Planes, Trains and Buses in Waterloo Region

planes, trains and busesPlane News

There was some great news last week for the Region of Waterloo International Airport. Starting on June 14 next year, we’ll be enjoying twice daily flights to Chicago (except Saturday). Flights will be leaving (at 6:30am and 4:40pm) from Region of Waterloo International Airport for the 1 hour 25 minute flight to Chicago. Returning flights leave Chicago at 1:20pm and 7:50pm arriving   at 2:55pm and 10:15pm.

No word yet on the cost.

Bus News

The Kitchener Waterloo Association of Realtors puts on two or three education sessions every month for realtors and members of the general public. I was impressed last week with our Region of Waterloo transportation plans for the next 5-7 years.

Grand River Transit has been doing a wonderful job of improving the busing system around the region since the province downloaded the responsibilities to us more than a decade ago. Improved ridership is the result of more and better buses, high tech scheduling, and route improvement.

What they’re working on now is a move away from the current “hub and spoke” system where passengers transfer at several terminals, in favor of a criss-cross network of bus routes (intersecting with the LRT when completed). The new Fischer-Hallman Express route is an example of this. Others to follow include a Columbia Route, a University Avenue Route, a Ottawa Street Route, a Highland Road – Victoria Street Route, as well as others. In Cambridge there will be a Maple Grove Route, a Coronation Boulevard Route nada Franklin Route.

Train News

We’re not getting High Speed Rail anytime soon but GoTrain has been practicing for their launch tomorrow morning. A second Go Train station is planned for Breslau (one of our major new housing development areas).

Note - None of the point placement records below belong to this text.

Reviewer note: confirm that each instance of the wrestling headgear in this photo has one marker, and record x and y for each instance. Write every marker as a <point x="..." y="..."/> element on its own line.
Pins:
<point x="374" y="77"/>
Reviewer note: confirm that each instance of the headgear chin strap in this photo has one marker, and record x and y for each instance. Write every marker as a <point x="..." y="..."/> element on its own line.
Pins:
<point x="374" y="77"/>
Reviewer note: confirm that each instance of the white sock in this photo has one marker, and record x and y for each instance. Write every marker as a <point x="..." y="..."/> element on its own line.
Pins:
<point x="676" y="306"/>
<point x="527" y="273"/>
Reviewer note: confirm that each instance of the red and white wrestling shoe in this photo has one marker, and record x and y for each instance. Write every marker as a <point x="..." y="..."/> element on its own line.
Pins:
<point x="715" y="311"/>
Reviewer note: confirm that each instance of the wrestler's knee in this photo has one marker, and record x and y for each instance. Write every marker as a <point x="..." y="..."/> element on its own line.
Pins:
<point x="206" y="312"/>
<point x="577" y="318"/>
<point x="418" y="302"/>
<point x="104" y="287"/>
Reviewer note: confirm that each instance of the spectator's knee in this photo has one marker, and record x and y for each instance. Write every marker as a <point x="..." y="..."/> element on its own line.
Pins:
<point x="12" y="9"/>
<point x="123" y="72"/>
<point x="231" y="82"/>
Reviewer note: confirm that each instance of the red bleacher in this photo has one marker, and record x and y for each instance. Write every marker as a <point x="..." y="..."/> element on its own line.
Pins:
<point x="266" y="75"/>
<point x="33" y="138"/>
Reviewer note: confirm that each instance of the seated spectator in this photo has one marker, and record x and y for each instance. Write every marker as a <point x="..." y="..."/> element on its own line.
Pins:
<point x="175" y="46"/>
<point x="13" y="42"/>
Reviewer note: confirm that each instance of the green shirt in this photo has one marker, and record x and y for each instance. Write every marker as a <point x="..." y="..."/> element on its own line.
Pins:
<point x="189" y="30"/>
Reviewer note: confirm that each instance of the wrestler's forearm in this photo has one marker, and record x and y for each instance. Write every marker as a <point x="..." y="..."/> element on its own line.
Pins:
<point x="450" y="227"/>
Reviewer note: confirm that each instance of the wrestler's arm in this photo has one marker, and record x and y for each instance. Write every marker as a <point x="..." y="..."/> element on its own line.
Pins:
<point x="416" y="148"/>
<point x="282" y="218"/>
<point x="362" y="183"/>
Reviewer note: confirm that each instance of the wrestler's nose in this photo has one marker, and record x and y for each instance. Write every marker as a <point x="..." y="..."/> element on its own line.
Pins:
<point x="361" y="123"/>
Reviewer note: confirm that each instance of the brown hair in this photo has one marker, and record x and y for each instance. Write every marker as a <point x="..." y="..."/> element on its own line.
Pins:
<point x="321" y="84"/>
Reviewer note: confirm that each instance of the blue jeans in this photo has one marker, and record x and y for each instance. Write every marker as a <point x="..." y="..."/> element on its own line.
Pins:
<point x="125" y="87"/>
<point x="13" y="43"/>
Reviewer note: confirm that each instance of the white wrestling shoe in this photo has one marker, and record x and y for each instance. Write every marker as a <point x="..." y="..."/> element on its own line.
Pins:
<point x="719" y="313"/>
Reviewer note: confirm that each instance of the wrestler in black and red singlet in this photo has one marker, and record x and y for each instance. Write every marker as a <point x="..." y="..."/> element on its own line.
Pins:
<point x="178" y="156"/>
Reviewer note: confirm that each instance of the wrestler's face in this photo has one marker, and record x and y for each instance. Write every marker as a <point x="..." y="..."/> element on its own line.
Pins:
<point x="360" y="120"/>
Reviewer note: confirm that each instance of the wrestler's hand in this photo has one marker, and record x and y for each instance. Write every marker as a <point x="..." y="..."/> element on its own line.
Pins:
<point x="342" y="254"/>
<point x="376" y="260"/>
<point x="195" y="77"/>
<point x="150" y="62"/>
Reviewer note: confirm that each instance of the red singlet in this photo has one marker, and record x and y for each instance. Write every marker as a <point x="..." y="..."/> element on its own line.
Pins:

Our Tri-Cities Transport Action Group (TriTAG) expressed its views on a private sector operator for the LRT. Simply put, it will not stand for a 30-year private sector monopoly on LRT operations. It’s a bad idea and it wont work. In cities where public transportation operates privately, profits are maximized and the public often pays the price. TriTAG also postulates that private operation of the LRT will mean that Cambridge will never get the LRT, at least not for 30 more years.